Screen Shot 2015-04-08 at 9.29.53 AMApparently as a society we have devolved into a culture that labels our children that report being sexually assaulted “accusers”. How long will it take for the news media to quit using language to describe sexual assault that is totally dismissive of victims and supportive of offenders? It’s broadly known as victim blaming. Make it the victim’s fault and show what a great guy the offender is and always use language that softens the seriousness of the crime.

This week marked the conclusion of the trial of Owen Labrie in Concord, New Hampshire. He was accused of raping a fellow student when he was 18 and she was 15. Evidently at St. Paul’s Prep School there is a tradition called “Senior Salute” where senior boys try to take the virginity of freshman girls. Now if that is not predatory behavior I don’t know what is!

In reporting this story two CNN reporters, Aaron Cooper and Boris Sanchez labeled the 15 year old victim an accuser, not once, not twice, but six times! Virtually every time they spoke of her it was “the accuser.” I would like to ask Mr. Cooper, Mr. Sanchez, and the leadership at CNN News, at what point does someone become a victim in your minds? God forbid, but if your son or daughter were raped would you call them an accuser? Or would you hold and rock your baby as they cried away their fear and shame after surviving such a vile indignity?

The term of “accuser” used for a victim of sexual assault was brought into common usage in 2004 in the rape trial of Lakers basketball star Kobe Bryant. His lawyers made sure that label was used in every article and interview when describing Bryant’s alleged victims. It was a defense tactic to put the victim of a crime in a bad light and to create doubt.

There is no other crime where the reporting alleged victim is referred to as an accuser. I find it quite curious that as a culture we work so hard to discredit victims of sexual violence above any other crime. As in the case of Kobe Bryant the victim was put on trial here. This 16 year old victim was on the stand for an entire day defending herself.

At the same time it is quite interesting to note how much energy is put into showing what great guys the accused offenders are. In this article, the now convicted perpetrator is quoted as saying “I tried to be as polite as possible.” Oh, and he always carried a condom, as if that is some kind of evidence he is not a sexual predator.

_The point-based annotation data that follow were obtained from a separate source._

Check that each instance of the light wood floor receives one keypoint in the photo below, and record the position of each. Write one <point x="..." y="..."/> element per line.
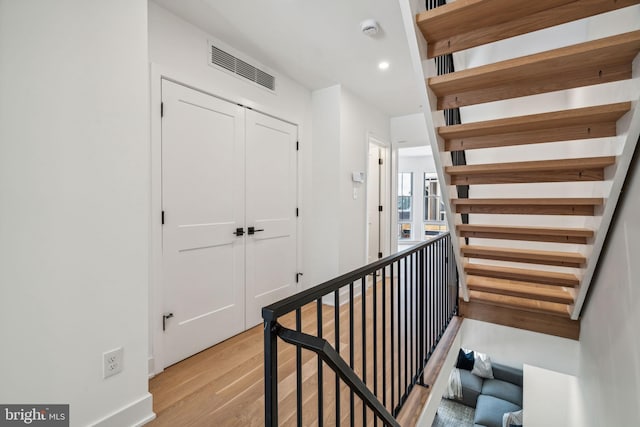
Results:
<point x="223" y="385"/>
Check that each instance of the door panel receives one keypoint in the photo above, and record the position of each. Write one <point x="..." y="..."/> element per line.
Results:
<point x="271" y="170"/>
<point x="202" y="196"/>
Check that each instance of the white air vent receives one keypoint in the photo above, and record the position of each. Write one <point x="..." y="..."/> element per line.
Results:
<point x="229" y="62"/>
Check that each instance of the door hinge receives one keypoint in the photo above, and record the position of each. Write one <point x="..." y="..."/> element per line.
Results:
<point x="164" y="320"/>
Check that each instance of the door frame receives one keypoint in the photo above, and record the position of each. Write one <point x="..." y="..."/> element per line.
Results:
<point x="385" y="196"/>
<point x="156" y="360"/>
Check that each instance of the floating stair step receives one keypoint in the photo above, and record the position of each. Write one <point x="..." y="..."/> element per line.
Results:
<point x="568" y="125"/>
<point x="515" y="288"/>
<point x="563" y="170"/>
<point x="599" y="61"/>
<point x="536" y="234"/>
<point x="564" y="259"/>
<point x="564" y="206"/>
<point x="465" y="24"/>
<point x="521" y="274"/>
<point x="527" y="304"/>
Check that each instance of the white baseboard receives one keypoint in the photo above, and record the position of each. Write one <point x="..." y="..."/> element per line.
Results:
<point x="135" y="414"/>
<point x="151" y="367"/>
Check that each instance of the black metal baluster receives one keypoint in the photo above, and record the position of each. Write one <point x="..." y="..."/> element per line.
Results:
<point x="406" y="327"/>
<point x="363" y="292"/>
<point x="432" y="317"/>
<point x="375" y="339"/>
<point x="336" y="322"/>
<point x="384" y="337"/>
<point x="270" y="374"/>
<point x="320" y="373"/>
<point x="421" y="320"/>
<point x="392" y="343"/>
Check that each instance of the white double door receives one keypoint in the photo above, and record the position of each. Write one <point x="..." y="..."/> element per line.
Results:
<point x="229" y="207"/>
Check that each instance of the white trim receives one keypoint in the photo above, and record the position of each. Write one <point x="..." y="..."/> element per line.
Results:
<point x="431" y="115"/>
<point x="631" y="124"/>
<point x="385" y="199"/>
<point x="137" y="413"/>
<point x="440" y="384"/>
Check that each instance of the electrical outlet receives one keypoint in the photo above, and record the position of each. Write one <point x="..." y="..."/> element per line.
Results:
<point x="113" y="360"/>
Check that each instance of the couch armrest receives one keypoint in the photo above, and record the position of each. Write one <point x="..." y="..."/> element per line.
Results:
<point x="507" y="373"/>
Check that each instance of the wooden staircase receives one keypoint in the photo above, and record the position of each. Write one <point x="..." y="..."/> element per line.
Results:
<point x="523" y="262"/>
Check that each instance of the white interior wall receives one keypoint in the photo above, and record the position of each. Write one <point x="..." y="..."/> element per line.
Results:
<point x="326" y="180"/>
<point x="74" y="206"/>
<point x="515" y="347"/>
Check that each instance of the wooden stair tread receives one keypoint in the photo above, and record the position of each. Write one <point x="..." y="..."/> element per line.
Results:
<point x="565" y="259"/>
<point x="521" y="274"/>
<point x="412" y="409"/>
<point x="539" y="234"/>
<point x="527" y="304"/>
<point x="465" y="24"/>
<point x="523" y="201"/>
<point x="521" y="289"/>
<point x="520" y="206"/>
<point x="594" y="62"/>
<point x="560" y="170"/>
<point x="532" y="166"/>
<point x="580" y="123"/>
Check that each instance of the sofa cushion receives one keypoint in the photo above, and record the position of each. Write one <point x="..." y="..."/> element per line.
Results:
<point x="503" y="390"/>
<point x="489" y="410"/>
<point x="471" y="388"/>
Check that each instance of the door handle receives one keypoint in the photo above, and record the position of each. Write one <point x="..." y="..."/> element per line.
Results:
<point x="252" y="230"/>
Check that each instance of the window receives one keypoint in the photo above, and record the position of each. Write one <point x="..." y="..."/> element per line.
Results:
<point x="405" y="204"/>
<point x="434" y="213"/>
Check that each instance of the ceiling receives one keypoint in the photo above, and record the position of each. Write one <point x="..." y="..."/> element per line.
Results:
<point x="317" y="43"/>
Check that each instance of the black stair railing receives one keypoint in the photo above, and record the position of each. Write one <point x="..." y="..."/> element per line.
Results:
<point x="356" y="345"/>
<point x="444" y="65"/>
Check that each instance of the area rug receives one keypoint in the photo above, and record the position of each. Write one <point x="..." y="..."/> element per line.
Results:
<point x="453" y="414"/>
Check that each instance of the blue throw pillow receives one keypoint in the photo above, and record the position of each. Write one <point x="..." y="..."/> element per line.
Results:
<point x="465" y="360"/>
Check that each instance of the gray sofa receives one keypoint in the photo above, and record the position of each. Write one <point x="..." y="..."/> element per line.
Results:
<point x="492" y="398"/>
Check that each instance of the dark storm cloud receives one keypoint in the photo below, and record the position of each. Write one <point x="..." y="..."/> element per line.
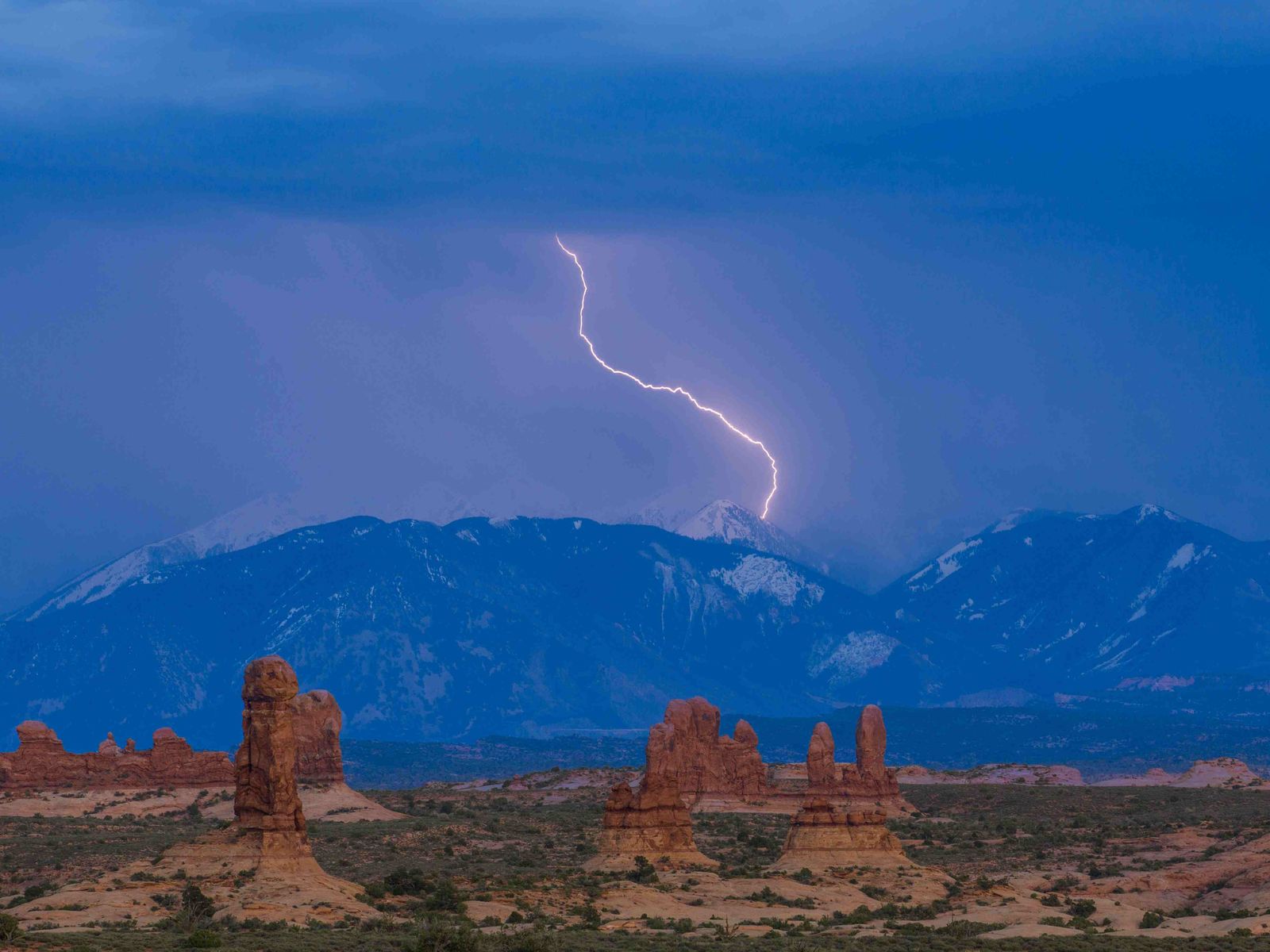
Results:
<point x="949" y="258"/>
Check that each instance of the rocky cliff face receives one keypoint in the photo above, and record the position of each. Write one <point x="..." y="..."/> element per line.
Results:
<point x="653" y="822"/>
<point x="266" y="797"/>
<point x="42" y="763"/>
<point x="831" y="828"/>
<point x="318" y="723"/>
<point x="260" y="866"/>
<point x="702" y="763"/>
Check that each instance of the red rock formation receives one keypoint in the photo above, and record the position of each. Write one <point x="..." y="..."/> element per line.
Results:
<point x="869" y="780"/>
<point x="652" y="823"/>
<point x="318" y="723"/>
<point x="702" y="763"/>
<point x="822" y="774"/>
<point x="42" y="763"/>
<point x="266" y="797"/>
<point x="832" y="828"/>
<point x="260" y="866"/>
<point x="872" y="746"/>
<point x="826" y="835"/>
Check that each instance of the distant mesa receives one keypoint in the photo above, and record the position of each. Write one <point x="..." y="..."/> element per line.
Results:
<point x="652" y="822"/>
<point x="260" y="866"/>
<point x="42" y="763"/>
<point x="842" y="808"/>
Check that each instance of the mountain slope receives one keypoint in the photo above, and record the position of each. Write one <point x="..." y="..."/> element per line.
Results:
<point x="1058" y="602"/>
<point x="459" y="631"/>
<point x="733" y="524"/>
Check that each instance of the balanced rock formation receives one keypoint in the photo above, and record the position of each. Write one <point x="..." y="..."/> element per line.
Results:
<point x="42" y="763"/>
<point x="822" y="772"/>
<point x="318" y="721"/>
<point x="868" y="784"/>
<point x="872" y="746"/>
<point x="652" y="822"/>
<point x="829" y="831"/>
<point x="260" y="866"/>
<point x="702" y="765"/>
<point x="266" y="797"/>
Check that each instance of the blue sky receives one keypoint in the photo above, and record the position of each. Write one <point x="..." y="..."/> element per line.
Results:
<point x="949" y="258"/>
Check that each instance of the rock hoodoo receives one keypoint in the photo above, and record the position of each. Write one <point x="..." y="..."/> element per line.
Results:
<point x="42" y="763"/>
<point x="872" y="746"/>
<point x="318" y="724"/>
<point x="822" y="772"/>
<point x="652" y="822"/>
<point x="702" y="765"/>
<point x="260" y="866"/>
<point x="266" y="797"/>
<point x="868" y="784"/>
<point x="829" y="831"/>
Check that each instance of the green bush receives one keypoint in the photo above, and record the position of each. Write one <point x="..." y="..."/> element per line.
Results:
<point x="1149" y="920"/>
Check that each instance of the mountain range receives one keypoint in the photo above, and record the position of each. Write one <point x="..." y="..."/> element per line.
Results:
<point x="540" y="626"/>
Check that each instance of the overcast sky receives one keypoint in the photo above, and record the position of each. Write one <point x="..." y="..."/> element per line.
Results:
<point x="945" y="259"/>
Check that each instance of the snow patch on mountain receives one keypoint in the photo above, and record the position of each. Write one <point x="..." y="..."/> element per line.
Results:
<point x="1181" y="560"/>
<point x="859" y="653"/>
<point x="1010" y="520"/>
<point x="945" y="565"/>
<point x="772" y="577"/>
<point x="723" y="520"/>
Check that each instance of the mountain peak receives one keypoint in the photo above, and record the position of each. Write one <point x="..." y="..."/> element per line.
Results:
<point x="733" y="524"/>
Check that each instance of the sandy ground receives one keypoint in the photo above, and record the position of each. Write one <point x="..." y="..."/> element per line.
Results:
<point x="245" y="876"/>
<point x="334" y="803"/>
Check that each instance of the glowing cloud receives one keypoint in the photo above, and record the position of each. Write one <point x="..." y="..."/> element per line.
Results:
<point x="681" y="391"/>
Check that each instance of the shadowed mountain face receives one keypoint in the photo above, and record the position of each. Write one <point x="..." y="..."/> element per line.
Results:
<point x="1137" y="603"/>
<point x="459" y="631"/>
<point x="539" y="626"/>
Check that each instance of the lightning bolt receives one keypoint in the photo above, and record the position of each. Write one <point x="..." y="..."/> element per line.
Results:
<point x="664" y="389"/>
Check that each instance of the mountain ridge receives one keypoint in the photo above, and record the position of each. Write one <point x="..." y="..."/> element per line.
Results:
<point x="406" y="620"/>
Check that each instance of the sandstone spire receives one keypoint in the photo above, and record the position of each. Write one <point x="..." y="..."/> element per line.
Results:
<point x="652" y="823"/>
<point x="266" y="795"/>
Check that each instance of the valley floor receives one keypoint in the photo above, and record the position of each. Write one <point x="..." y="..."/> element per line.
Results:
<point x="501" y="869"/>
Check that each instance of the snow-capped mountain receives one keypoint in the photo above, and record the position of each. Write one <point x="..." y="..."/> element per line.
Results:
<point x="478" y="628"/>
<point x="272" y="516"/>
<point x="252" y="524"/>
<point x="1143" y="601"/>
<point x="734" y="524"/>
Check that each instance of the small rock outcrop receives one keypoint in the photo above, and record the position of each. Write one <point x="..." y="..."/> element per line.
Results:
<point x="829" y="829"/>
<point x="868" y="782"/>
<point x="260" y="866"/>
<point x="318" y="724"/>
<point x="825" y="835"/>
<point x="822" y="772"/>
<point x="652" y="822"/>
<point x="42" y="763"/>
<point x="266" y="797"/>
<point x="705" y="765"/>
<point x="872" y="746"/>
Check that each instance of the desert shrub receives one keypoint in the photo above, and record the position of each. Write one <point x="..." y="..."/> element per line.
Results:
<point x="440" y="935"/>
<point x="10" y="928"/>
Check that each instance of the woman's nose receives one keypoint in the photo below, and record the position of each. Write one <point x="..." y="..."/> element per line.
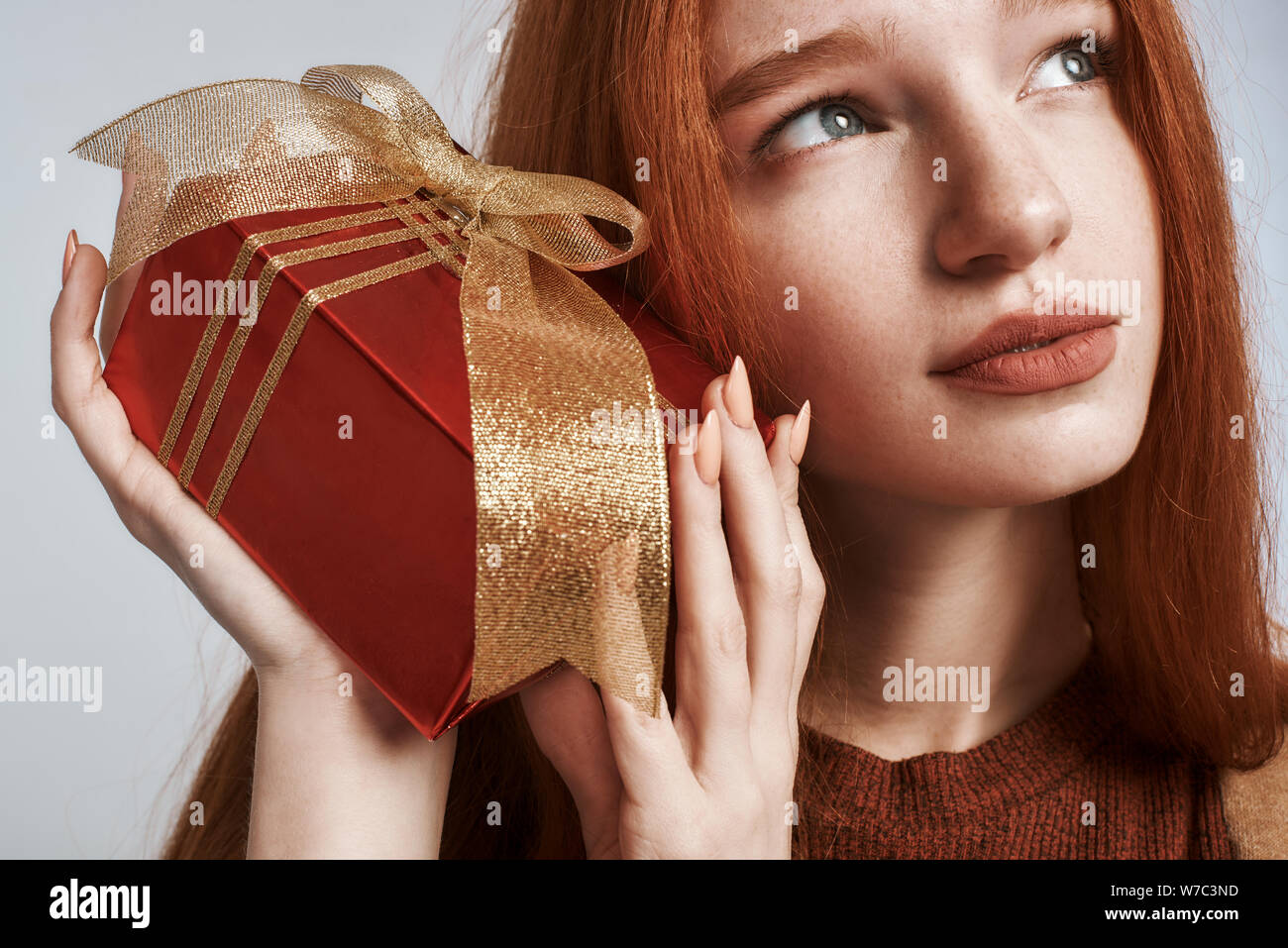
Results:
<point x="999" y="209"/>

In fairness to CNN News I found the term accuser used to describe this 16 year old rape victim on NBC News, People.com, NY Daily News, ABC News, The Washington Post and the NY Times. I’m sure there are many more. One would think the NY Times would know better after the reaction they got in 2011 for reporting that an 11 year old victim of gang rape in Texas by 18 men, “they said she dressed older than her age, wearing makeup and fashions more appropriate to a woman in her 20s. She would hang out with teenage boys at a playground, some said.” And then as if the perpetrators were duped by the child they asked “how could their young men have been drawn into such an act?”

After the jury’s verdict Friday, CNN’s Aaron Cooper and Boris Sanchez titled their article “Former prep school student acquitted of felony rape in split verdict.” As a point of fact, he was acquitted of felony rape. He was convicted of three counts of misdemeanor sexual assault, using a computer to lure a minor for sex (a felony), and child endangerment. The only news source I found that used the words “convicted of sex charges” was ABC News. Every other news source I checked used the word “acquitted.”

If this situation is ever going to change, every one of us must speak up when we see reporting of sex crimes that minimizes the severity of the crime or attempts to blame the victim. When the victims are named accusers or descriptive words are used like affair, relationship, fondle, inappropriate touch etc. when referring to rape or child sex abuse, call the authors on it. We must change our system of victim blaming and it is up to you and me to see that happens.

Randy Ellison

The CNN article as it originally appeared has been edited and a few of the more blatant offensive lines have been removed. In the future I will print the original.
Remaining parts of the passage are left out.